队列文件命名包含了当前系统时间，用于比较文件创建的早晚

/**

   * 可用于比较时间的队列文件

   * A File that has some of the recovery logic.

   *  Original recovery files' names contained a single nanosecond timestamp,

   *  eg.  recovery.10220010065599398 .  These turned out to be flawed

   *  because nanosecond times can go "back in time" between JVM restarts.

   *  Updated recovery files' names contain a wall clock millis timestamp

   *  followed by an underscore followed by a nanotimestamp, eg.

   *  recovery.702522216012_10220010065599398 .

   */

  static class RecoveryFile extends File {

    final static long NO_TIME_AVAIL = -1;

    long milliTimestamp = NO_TIME_AVAIL;

    long nanoTimestamp;

    long parseTime(String s) throws IOException {

      try {

        return Long.parseLong(s);

      } catch(NumberFormatException e) {

        throw new LoggingIoException("Invalid recovery filename: "

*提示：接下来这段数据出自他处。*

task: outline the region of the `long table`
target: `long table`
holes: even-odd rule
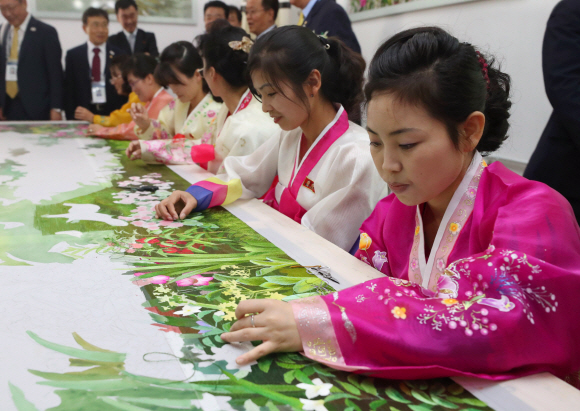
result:
[[[258,200],[174,225],[154,220],[153,203],[208,173],[129,162],[126,143],[85,138],[85,127],[0,124],[2,410],[79,401],[83,409],[328,411],[580,404],[578,391],[548,374],[399,382],[296,354],[236,367],[251,347],[224,345],[219,333],[239,295],[332,290],[295,265],[331,267],[334,289],[381,274]],[[147,185],[157,191],[137,190]],[[323,381],[329,395],[307,398]]]

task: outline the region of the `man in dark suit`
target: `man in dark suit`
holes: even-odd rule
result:
[[[302,9],[299,26],[312,29],[325,37],[338,37],[352,50],[360,53],[360,45],[348,14],[335,0],[290,0],[290,4]]]
[[[32,17],[26,0],[0,0],[0,118],[62,120],[62,50],[54,27]]]
[[[123,30],[110,36],[109,44],[127,54],[147,53],[157,57],[159,51],[155,34],[137,28],[138,12],[135,0],[118,0],[115,3],[115,13]]]
[[[524,177],[560,192],[580,221],[580,1],[563,0],[552,11],[542,65],[554,111]]]
[[[109,60],[126,53],[107,44],[107,12],[93,7],[87,9],[83,13],[83,30],[89,41],[70,49],[65,59],[64,96],[68,120],[75,118],[77,107],[84,107],[93,114],[109,115],[127,100],[117,94],[110,81]]]

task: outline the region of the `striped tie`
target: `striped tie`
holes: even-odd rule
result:
[[[18,62],[18,30],[19,27],[14,26],[14,34],[12,36],[12,47],[10,48],[10,57],[8,61]],[[18,82],[17,81],[7,81],[6,82],[6,94],[10,98],[16,97],[18,94]]]
[[[304,25],[304,13],[302,13],[302,12],[300,12],[300,17],[298,17],[298,25],[299,26]]]

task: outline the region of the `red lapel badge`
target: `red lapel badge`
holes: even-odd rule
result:
[[[304,182],[302,183],[302,187],[306,187],[307,189],[309,189],[313,193],[316,193],[316,191],[314,191],[314,181],[312,181],[308,177],[306,177],[304,179]]]

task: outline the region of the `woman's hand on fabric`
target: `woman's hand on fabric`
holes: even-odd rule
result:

            + getAbsolutePath());

      }

    }

    /**

     * 解析文件名称中包含的时间

     * @throws IOException

     */

    void parseOutTimes() throws IOException {

      try {

        String basename = getName();

        if (!basename.startsWith(RECOVERY_FILE_PREFIX)) {

          throw new LoggingIoException("Invalid recovery filename: "

              + getAbsolutePath());

        } else {

          String extension = basename.substring(RECOVERY_FILE_PREFIX.length());

          if (!extension.contains("_")) {  // Original name format.

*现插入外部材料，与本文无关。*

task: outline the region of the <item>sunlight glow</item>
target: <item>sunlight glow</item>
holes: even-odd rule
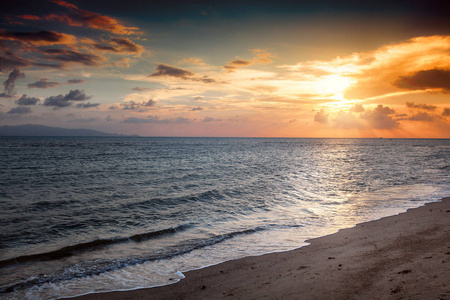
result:
[[[346,100],[344,98],[344,91],[354,82],[355,80],[350,77],[333,74],[320,78],[315,88],[319,93],[331,94],[336,100]]]

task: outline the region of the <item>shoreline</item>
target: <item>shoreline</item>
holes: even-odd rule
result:
[[[67,299],[450,299],[450,197],[306,242],[170,285]]]

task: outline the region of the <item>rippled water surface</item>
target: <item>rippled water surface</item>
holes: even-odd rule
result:
[[[450,195],[450,140],[0,138],[0,297],[174,282]]]

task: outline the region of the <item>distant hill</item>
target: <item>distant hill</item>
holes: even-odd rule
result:
[[[0,126],[0,136],[120,136],[91,129],[67,129],[43,125]]]

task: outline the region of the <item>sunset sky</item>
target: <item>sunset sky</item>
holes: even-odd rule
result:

            nanoTimestamp = parseTime(extension);

          } else {  // Updated name format.

            String timeParts[] = extension.split("_");

            if (2 != timeParts.length) {

              throw new LoggingIoException("Invalid recovery filename: "

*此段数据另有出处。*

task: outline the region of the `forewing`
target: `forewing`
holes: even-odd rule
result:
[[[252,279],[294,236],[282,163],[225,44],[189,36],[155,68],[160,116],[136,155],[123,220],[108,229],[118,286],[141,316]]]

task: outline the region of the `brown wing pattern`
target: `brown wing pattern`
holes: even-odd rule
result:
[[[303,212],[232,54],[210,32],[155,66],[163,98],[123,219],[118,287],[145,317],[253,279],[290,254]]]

                  + getAbsolutePath());

            }

            milliTimestamp = parseTime(timeParts[0]);

            nanoTimestamp = parseTime(timeParts[1]);

          }

        }

      } catch(IndexOutOfBoundsException e) {

        throw new LoggingIoException("Invalid recovery filename: "

            + getAbsolutePath());

      }

    }

    RecoveryFile(File persistanceDir) throws IOException {

      super(persistanceDir, RECOVERY_FILE_PREFIX + System.currentTimeMillis()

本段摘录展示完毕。